So we had a press conference, it was a bit of a chore but I at least got to look good for an audience, it’s the little things that make this job worth while. Though having to witness first hand that reporter, what a total idiot or brave soul depending on how you view this world.
Seriously though, how dare she fire those shots at our company in front of everyone, it’s no wonder she disappeared, did I forget that? Oh yeah right, Linda Summers totally disappeared after the press conference. The big guy and his rather enticing yet older secretary seemed to have handled business, I’m not sure there weren’t many fucks given on my part in that department, Prophet may know more.
Speaking of, he, Vixen and I took a little field trip to the lab to check up on our green buddies. Seems they’re dropping like flies after their wicked high, what a pity, a wasted high is a wasted life. Prophet and the doctor seemed to have shared an intimate moment, again not many fucks given on my part there but I’m sure Prophet can tell you more.
It was after that little trip that things took a turn for the worst, a trip down memory lane. Our faithful reporters whereabouts took me and the other two to my old stomping grounds. There I was tasked with the misery of contacting my ex, seriously fuck Greg for not giving me straight answers, not that I ever gave him any but still, sucks to be on the opposite end.
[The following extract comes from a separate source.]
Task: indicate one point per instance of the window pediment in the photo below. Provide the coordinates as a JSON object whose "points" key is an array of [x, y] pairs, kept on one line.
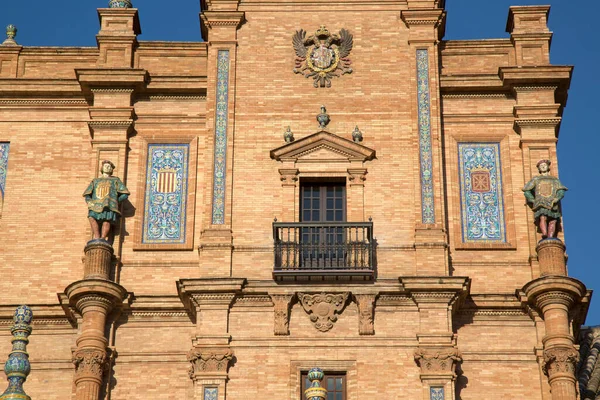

After no luck from Greg my little nostalgia-filled sundae was topped with a brick house of a cherry, specifically my old friend Abby Dynes She of course proceeded to call me a sell out for well being one, luckily she had a handy USB that I was able to acquire from her and give to Prophet.
After that daily dose of embarrassment and regret I and my two faithful compadres proceeded to unleash hell on some Skulls or ‘follow up’ if you want to be a dork. There we were given the location to a base where all three of us provided some serious kick ass to the skulls. I’m pretty sure Vixen was able to cock block and give blue balls all in the same night, that was seriously impressive. The skull boss, not so much, he was kind of a pussy, who got…lucky. His luck ran out and he poured details about being a bit of a mule for some secretive higher up type I got his phone and sent it on over to brain boy, and I believe our new skull pal is hanging out with someone named Prometheus.